Autumn meeting 11.11.2021: Adolescent suicides in Nigeria

The autumn meeting 2021 of Global Health Finland will take place on Thursday 11th of November at 6.30 pm at Helsinki main library Oodi and online. In this meeting we’ll discuss suicides in sub-Saharan Africa, and especially in Nigeria. More information from our flyer and Facebook event.

The meeting is free of charge and open for everyone interested in this topic.
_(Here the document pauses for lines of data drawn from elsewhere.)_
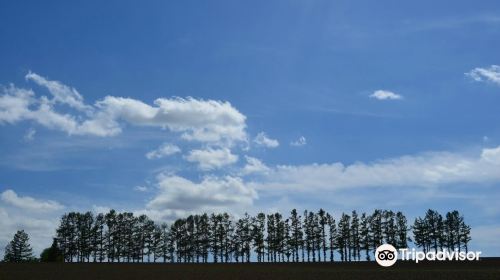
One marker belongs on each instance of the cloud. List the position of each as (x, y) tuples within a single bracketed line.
[(29, 203), (140, 188), (60, 92), (262, 140), (491, 74), (164, 150), (385, 95), (207, 121), (211, 159), (39, 218), (299, 142), (29, 135), (254, 166), (424, 170), (178, 196)]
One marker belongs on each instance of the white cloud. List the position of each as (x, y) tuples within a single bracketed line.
[(29, 203), (29, 135), (299, 142), (60, 92), (39, 218), (254, 166), (491, 74), (385, 95), (140, 188), (164, 150), (211, 159), (424, 170), (208, 121), (262, 140), (178, 196)]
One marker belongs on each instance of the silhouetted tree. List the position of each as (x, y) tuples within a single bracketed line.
[(52, 254), (19, 249)]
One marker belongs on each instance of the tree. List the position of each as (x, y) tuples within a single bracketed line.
[(322, 225), (52, 254), (464, 235), (401, 231), (296, 235), (332, 235), (365, 233), (355, 242), (19, 249)]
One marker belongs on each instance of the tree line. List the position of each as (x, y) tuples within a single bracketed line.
[(218, 237)]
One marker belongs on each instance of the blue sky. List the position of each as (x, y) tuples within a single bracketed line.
[(174, 108)]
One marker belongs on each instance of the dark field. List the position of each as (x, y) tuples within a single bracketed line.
[(483, 269)]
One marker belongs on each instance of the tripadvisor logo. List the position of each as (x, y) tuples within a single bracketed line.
[(386, 255)]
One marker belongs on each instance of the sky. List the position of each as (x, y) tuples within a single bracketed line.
[(171, 108)]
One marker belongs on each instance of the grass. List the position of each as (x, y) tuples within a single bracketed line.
[(488, 268)]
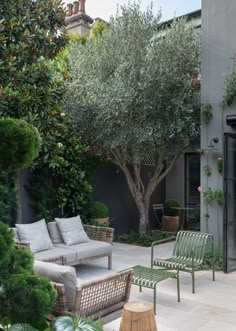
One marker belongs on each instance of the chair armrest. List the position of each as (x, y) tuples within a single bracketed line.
[(162, 241), (19, 243), (194, 249), (157, 242), (60, 306), (99, 233), (98, 298)]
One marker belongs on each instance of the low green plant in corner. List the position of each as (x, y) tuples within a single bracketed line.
[(218, 260), (98, 210), (25, 296), (169, 207), (75, 323)]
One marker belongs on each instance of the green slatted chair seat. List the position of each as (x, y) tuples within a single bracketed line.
[(188, 253), (173, 263)]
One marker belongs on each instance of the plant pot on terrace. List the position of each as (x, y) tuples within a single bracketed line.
[(99, 213), (170, 218)]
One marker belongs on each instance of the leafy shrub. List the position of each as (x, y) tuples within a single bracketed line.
[(75, 323), (142, 239), (25, 297), (169, 206), (98, 210), (19, 144)]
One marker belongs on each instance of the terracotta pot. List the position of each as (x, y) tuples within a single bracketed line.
[(102, 220), (170, 223)]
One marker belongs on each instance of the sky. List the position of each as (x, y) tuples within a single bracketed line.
[(170, 8)]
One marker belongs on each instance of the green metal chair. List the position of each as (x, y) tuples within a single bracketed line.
[(188, 253)]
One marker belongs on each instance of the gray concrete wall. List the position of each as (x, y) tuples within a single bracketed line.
[(175, 182), (218, 46), (111, 188)]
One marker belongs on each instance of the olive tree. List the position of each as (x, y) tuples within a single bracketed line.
[(135, 90)]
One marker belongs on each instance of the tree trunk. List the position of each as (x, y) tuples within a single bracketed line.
[(18, 199), (140, 194), (144, 224)]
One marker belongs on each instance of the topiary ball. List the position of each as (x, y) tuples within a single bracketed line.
[(19, 144)]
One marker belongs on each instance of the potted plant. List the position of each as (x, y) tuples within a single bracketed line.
[(99, 213), (170, 218)]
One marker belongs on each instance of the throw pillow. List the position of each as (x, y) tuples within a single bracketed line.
[(59, 274), (54, 233), (72, 230), (36, 234)]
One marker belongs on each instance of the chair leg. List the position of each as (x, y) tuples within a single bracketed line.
[(193, 281), (109, 262), (178, 291)]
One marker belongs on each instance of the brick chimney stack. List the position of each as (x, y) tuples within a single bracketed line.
[(82, 6), (69, 9), (76, 7)]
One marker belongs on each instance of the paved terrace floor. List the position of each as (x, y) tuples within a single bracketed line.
[(213, 307)]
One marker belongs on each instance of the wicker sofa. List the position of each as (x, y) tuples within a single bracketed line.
[(98, 245), (92, 299)]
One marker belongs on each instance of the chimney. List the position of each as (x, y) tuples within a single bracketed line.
[(76, 7), (82, 6), (69, 9)]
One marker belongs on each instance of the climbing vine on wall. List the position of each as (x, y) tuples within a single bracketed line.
[(230, 86)]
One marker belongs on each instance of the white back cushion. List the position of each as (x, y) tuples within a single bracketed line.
[(72, 230), (36, 234), (54, 233)]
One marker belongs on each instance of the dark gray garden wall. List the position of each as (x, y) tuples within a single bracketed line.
[(218, 45), (111, 188)]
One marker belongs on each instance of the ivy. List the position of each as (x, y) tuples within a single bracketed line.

Time: 11th November 2021 at 6.30 pm
Place: Helsinki Central Library Oodi (Töölönlahdenkatu 4, Helsinki, Finland), 2nd floor, room “Kuutio” and online via Zoom
Registration: The event is free of charge and open for everyone interested in the topic, but registration via the registration form or by e-mail to fsih(at)fsih.fi for refreshments is required by 4th November. You are welcome to join us without registration, but coffee is not guaranteed.

Programme:
Welcome and introduction – Anna Pulakka
Suicide in sub Saharan Africa – we will never learn what we fail to look for – Dr Michael L Wilson
Adolescent Suicidal Behaviors in Nigeria; Precursor of an avoidable (or not) disaster – Dr Olumide Abiodun
Coffee and discussion

Introduction of the speakers:

Michael Lowery Wilson, MPH, MBA, PhD, is a Docent of Injury Epidemiology and Prevention at the University of Turku and Visiting Specialist Researcher within Injury Prevention at the Heidelberg Institute of Global Health, Heidelberg University in Germany. He is broadly interested in the development of community-based solutions for injury and violence prevention. A major motivation lies in investigating the mechanisms by which family factors, resource and material deprivation influence injury events and their outcomes. Much of this work is put into practice within a global health context. He serves as one of 21 accredited certifiers or the International Safe Community Certifying Centre (previously the WHO Collaborating Centre on Community Safety Promotion) in Stockholm, Sweden. He has published widely in the peer-reviewed literature on topics ranging from the use of trauma narratives as therapeutic discourse, adolescent suicidal behavior and external causes of mortality.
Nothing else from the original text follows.